When an appeal against dismissal involves no new arguments or evidence, the Employment Appeal Tribunal (EAT) has held in Elmore v The Governors of Darland High School and anor, that the dismissal will be fair even if the appeal panel failed to provide its own reasons for dismissing the appeal.

Basic facts

Ms Elmore, who qualified as a teacher in 1984, starting teaching maths at Darland High School in 2002. After a report found that the school’s performance in mathematics was consistently lower than that of comparable schools, it appointed a new head of maths. Along with other members of staff, he expressed concern about Ms Elmore’s performance in the classroom. Their observations were subsequently compounded by the results of exams in January 2014 which showed that her class performed particularly poorly. 

The school initiated its capability procedures to help her improve. After observing eight lessons, it deemed that five were “adequate”, three were “inadequate” and none were “good”. It therefore concluded that her teaching did not achieve the required standard and dismissed her. The appeal panel upheld that decision in a letter dated 27 April 2015, but failed to give its own reasons. 

She brought a claim for unfair dismissal.

Tribunal decision

Dismissing the claim, the tribunal held that the school was entitled to conclude that Ms Elmore could not meet the standard required of a maths teacher – that one out of eight lessons observed within a 12-month period should be assessed as “good”. This was both “realistic and reasonable”, given that an outside body had assessed the school as being weak in maths.

Although the appeal panel had not set out its own reasons for dismissal, the tribunal concluded that, by upholding the original panel’s decision, it had implicitly accepted the same reasons for dismissal. Considering the procedure as a whole, the decision to dismiss was both procedurally and substantively fair and fell within the band of reasonable responses.

Ms Elmore appealed on the basis that, as the tribunal did not hear evidence from anyone on the appeal panel, she had been denied the opportunity to test the reasonableness of their thought processes and analysis in upholding the decision to dismiss her.

EAT decision 

The EAT rejected Ms Elmore’s argument, holding that there was no legal requirement for an appeal officer to give evidence at a tribunal even if the appeal panel had not provided reasons for dismissing the appeal.

Instead, this was a fact sensitive question that inevitably depended on the circumstances of the particular case.
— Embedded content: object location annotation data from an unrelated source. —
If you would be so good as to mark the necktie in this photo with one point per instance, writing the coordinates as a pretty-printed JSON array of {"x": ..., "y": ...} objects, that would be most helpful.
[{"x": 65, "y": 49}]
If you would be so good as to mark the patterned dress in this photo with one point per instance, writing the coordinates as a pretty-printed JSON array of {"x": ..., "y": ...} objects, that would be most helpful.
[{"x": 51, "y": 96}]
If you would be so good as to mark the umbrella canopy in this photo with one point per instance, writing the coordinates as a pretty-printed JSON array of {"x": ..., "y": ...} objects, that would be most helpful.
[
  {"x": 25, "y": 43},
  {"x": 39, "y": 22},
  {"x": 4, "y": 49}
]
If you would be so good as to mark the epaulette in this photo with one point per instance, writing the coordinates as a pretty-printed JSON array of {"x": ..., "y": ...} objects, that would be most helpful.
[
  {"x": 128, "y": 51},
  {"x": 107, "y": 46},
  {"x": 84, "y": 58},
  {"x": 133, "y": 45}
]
So for instance, if new evidence or new arguments had been put forward at the appeal stage then a failure to provide reasons for the decision and a failure to hear from an appeal panel witness might well lead to questions as to whether the employer had discharged their “evidential burden”. In this case, however, there was no new evidence or arguments available to the appeal panel that had not been heard by the original panel.
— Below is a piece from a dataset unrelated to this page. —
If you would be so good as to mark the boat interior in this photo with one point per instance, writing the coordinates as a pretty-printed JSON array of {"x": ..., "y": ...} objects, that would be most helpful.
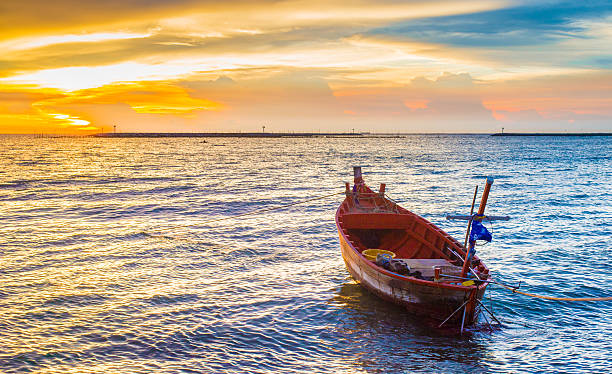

In addition, minutes of the appeal hearing were produced and made available to Ms Elmore, as well as the tribunal, which indicated that the panel had explored all the relevant issues. Far from being a rubber-stamping exercise, it had clearly engaged with the issues at stake.

Finally, although the appeal panel could be criticised for not explicitly setting out its own reasons in its letter to Ms Elmore, the tribunal was entitled to infer from the wording that it upheld the dismissal for the same reasons as those relied on by the capability panel itself.


This is an unusual decision and no doubt one that is welcomed by employers, but it should not be taken for granted. This was a fact specific case whereby the appeal did not hear any new evidence. Employees will continue to challenge the fairness of a decision should employers fail to give reasons for the appeal outcome and to call appeal officers as witnesses at a tribunal.